Beyond the Berm.

We pulled into Salton City, picked up some provisions at the gas station across the highway, and headed to our hotel.  We decided that it would be best to get the rooms first and then do some exploring.  Only one of the rooms had a key with it, the owner said that the person who’d been looking after the place while he’d been gone for the summer had either taken the key with them or misplaced it.  I told Phil, who had three cameras and several electronic devices with him, to take the room with the key.  The hotel owner said that he was still sweeping out the sand from the most recent rash of storms.  We dropped off our things, and agreed to reconvene in about an hour.

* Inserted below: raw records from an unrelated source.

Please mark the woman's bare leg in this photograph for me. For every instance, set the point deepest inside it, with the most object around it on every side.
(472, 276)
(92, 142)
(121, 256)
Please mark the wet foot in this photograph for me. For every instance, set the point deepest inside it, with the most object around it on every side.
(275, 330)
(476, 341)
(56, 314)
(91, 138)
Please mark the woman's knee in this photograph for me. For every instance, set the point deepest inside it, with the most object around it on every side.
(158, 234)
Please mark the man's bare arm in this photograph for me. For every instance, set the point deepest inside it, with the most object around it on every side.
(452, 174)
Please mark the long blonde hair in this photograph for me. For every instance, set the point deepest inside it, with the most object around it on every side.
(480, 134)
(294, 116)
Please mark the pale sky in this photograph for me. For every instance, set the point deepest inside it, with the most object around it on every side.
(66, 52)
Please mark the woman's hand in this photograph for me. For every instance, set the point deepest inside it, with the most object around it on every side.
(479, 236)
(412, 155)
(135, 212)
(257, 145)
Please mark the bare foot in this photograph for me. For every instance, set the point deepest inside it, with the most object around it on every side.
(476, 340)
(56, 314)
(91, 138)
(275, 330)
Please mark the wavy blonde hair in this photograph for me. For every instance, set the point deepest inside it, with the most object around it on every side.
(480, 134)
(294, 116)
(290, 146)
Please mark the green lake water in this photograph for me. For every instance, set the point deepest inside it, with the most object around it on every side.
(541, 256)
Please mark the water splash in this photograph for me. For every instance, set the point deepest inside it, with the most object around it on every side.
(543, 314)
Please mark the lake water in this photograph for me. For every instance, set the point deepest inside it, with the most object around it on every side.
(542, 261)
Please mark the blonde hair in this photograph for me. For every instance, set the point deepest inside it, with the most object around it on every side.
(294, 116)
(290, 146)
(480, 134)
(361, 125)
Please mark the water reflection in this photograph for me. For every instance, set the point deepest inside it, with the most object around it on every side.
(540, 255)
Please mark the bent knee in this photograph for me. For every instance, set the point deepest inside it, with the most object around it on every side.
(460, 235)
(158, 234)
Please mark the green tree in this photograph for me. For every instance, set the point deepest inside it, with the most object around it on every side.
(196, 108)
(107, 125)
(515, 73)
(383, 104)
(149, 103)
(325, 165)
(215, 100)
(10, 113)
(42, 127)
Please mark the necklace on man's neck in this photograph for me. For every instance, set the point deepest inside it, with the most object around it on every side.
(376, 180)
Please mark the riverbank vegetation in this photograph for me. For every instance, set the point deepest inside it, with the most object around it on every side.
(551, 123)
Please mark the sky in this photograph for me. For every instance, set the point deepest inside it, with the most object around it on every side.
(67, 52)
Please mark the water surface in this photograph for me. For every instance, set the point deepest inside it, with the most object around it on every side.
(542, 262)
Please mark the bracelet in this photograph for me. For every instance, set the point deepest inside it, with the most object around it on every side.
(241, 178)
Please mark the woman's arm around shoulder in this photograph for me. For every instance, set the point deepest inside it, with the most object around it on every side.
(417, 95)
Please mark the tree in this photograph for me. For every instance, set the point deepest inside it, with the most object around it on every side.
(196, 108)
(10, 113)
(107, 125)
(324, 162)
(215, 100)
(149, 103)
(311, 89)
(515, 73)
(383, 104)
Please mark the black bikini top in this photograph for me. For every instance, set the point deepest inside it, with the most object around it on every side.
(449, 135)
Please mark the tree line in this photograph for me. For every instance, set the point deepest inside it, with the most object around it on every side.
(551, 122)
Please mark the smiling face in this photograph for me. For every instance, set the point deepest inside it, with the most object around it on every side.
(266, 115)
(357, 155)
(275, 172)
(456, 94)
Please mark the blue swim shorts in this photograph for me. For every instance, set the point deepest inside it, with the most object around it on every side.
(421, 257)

The smell of the Salton Sea is a thing that I will never forget.  The sea is one of the most polluted bodies of water in America.  The vast majority of its inflow comes from the Rio Nuevo, and the Rio Nuevo has almost no natural flow… most of it is agricultural run off, municipal outflow, and industrial dumping.  It is the most polluted river in the United States in its size range.  Salinity has increased, as the run off from Imperial Valley farms is already salty and leeches more salt from the desert soil.  The agricultural pollution contains enough nutrients to cause large algae blooms, stripping oxygen from the water and increasing the severity of fish kills.  In 1999, the largest fish kill recorded at the Salton Sea brought 7.6 million dead fish to the beaches and left them there to rot in the sun.  The die offs, of both fish and birds, have continued to this day.  So the smell is one of decay; fish rotting, and a peculiar algal scent, along with the smell of the pollution itself, manure and chemicals.  The smell permeates the whole place… even on the edge of town furthest from the sea, the smell is thick and heavy.

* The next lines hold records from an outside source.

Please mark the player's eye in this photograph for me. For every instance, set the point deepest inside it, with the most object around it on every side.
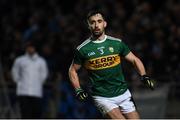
(99, 21)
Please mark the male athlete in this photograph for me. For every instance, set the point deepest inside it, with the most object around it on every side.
(101, 55)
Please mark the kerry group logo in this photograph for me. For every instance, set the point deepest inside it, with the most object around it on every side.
(103, 62)
(111, 49)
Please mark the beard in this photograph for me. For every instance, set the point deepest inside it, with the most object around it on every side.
(97, 33)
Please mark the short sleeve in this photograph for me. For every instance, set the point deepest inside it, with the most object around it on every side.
(78, 59)
(124, 49)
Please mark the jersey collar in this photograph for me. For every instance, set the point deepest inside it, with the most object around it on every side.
(100, 41)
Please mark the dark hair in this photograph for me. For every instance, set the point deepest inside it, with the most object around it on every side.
(94, 12)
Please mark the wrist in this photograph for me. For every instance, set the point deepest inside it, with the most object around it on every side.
(78, 89)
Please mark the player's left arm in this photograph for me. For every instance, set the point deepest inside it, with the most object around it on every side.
(140, 69)
(137, 63)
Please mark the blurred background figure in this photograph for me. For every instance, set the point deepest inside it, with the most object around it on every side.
(29, 72)
(150, 27)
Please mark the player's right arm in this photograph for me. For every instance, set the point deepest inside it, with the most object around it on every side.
(15, 72)
(73, 76)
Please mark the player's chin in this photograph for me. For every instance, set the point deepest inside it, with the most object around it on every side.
(97, 33)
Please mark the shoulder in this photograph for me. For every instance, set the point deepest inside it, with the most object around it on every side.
(83, 44)
(20, 58)
(114, 39)
(41, 59)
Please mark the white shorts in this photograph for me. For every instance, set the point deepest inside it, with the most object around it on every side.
(124, 102)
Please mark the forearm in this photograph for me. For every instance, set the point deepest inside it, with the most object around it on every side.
(73, 76)
(139, 66)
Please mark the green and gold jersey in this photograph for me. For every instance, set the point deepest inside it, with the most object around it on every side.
(102, 59)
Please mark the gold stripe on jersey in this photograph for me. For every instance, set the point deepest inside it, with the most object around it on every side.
(103, 62)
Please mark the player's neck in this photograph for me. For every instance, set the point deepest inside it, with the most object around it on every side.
(99, 38)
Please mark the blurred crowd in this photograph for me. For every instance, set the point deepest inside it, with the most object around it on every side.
(151, 28)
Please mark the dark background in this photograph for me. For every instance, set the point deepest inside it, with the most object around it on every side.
(150, 28)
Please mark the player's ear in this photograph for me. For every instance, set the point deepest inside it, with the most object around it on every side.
(105, 24)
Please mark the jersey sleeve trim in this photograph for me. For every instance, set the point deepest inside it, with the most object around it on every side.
(83, 44)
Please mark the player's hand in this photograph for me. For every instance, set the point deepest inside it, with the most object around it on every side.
(148, 81)
(81, 94)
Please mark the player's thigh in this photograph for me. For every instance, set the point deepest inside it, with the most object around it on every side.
(132, 115)
(115, 114)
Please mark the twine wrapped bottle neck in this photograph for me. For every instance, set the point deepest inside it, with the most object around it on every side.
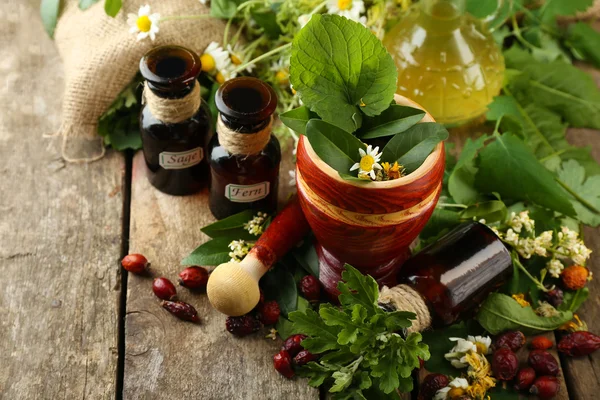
(405, 298)
(173, 111)
(246, 144)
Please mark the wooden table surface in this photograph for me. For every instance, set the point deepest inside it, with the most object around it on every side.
(72, 324)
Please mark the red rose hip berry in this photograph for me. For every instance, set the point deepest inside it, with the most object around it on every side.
(431, 384)
(543, 362)
(545, 387)
(293, 344)
(164, 289)
(504, 364)
(282, 362)
(310, 288)
(579, 344)
(268, 312)
(513, 340)
(193, 277)
(135, 263)
(541, 343)
(525, 378)
(304, 357)
(242, 326)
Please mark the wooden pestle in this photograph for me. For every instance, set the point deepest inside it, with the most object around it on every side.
(233, 287)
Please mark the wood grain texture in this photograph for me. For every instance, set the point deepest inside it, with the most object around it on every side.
(167, 358)
(60, 230)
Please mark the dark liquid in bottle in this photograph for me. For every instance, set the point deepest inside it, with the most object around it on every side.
(456, 273)
(175, 153)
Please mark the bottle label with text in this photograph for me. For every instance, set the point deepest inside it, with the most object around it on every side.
(247, 193)
(181, 160)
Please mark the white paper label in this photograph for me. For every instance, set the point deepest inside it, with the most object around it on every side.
(184, 159)
(246, 194)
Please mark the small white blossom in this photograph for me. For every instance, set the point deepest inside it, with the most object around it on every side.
(555, 267)
(144, 23)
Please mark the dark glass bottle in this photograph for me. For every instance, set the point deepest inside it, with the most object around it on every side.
(456, 273)
(244, 179)
(176, 125)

Back below sea level, the temperature was around a hundred and ten degrees.  I greedily punched the buttons on the air conditioner until it was set at seventy degrees.  Back home, seventy degrees would be warm weather to me. I had a shower; I had hoped for a cool shower, but the water that came out of the taps, all of them, was as warm as bathwater no matter how far toward the “C” I turned the handle.  There were tiny bars of soap in the bathrooms, but no shampoo.  I washed myself a few times, and didn’t even bother getting my hair wet.  The only thing worse than leaving it filthy and greasy would’ve been trying to wash the mess with bar soap and ending up with a dry, sticky, tangled mess.

After I was cleaned up and dressed, I went over to Phil’s room and we made a plan for the evening.  It was around four o’clock at that point, so we only had a few hours until the sun was down.  We got in the car and drove to the eastern shore, to Bombay Beach.

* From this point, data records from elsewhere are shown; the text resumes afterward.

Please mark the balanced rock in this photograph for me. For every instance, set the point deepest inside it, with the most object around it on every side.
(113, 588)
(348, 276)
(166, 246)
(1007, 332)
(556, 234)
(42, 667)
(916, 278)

Bombay Beach, population just under three hundred, has had to contend with the fluctuating water levels of the Salton Sea.  Though the sea is relatively stable now, there was a period of flooding after the sea’s creation that resulted in many coastal communities being flooded.  Bombay Beach has dealt with this by abandoning the flooded portion of town and building a ten foot tall earthen berm to protect the rest of the town.  We parked near this berm and walked right up it, as the wooden steps built into its side were now missing enough steps to make them impassable.

On the other side of the berm was a flat plain of mud, some six or seven feet higher than the town itself.  We walked along the mud… it was about a ten or twelve foot abrupt drop to the actual sea on the other side.  After five minutes of walking, we came upon the town’s old boat launch, now useless due to the town having walled itself off from the water.  The grooved concrete sloped down into water that was a brownish pink, clotted and skinned over at the shallowest parts with algae.  This, undoubtedly, was the worst smelling place we had been, or would be, on this trip.  The smell was so strong that it stung the eyes and bade the throat to close.

Further on was the buried town, small houses and old trailers now three-quarters buried in mud from the sea.  Old telephone poles stood sentinel, trailing old wires in the wind.  It was a strange and silent place… a place of death, the carcass of a community.

About a half-mile down the beach, the exhalations of this place overwhelmed me.  I had been breathing rather heavily for some time, but I had attributed that to hiking in the still over a hundred degree heat.  Now, though, each breath came with more and more difficulty, and soon I was experiencing what felt like an asthma attack, even though I hadn’t had one for over a decade.  I walked slowly and determinedly back to the car.  I slipped in some of the silty mud, and when it got on my foot, it felt hot and made my skin tingle.

I got in the Chrysler and started the engine.  I was red-faced and my skin was dripping with sweat.  I let the air conditioning run and took measured breaths and sipped water.

Phil joined me just a little later.  We sat in the shade of the berm and looked at some of the photos he had come away with.  Beautiful, beautiful.  A couple of girls turned up in sundresses and flip flops with big digital cameras and asked us how it was.  We told them that it was brutal, but utterly worth it, and suggested a rethinking of footwear.

We sat there, exhausted and ragged and soaked with sweat, with the sun starting to set.  We had more of the sea to photograph; we had rested long enough and it was time to move on.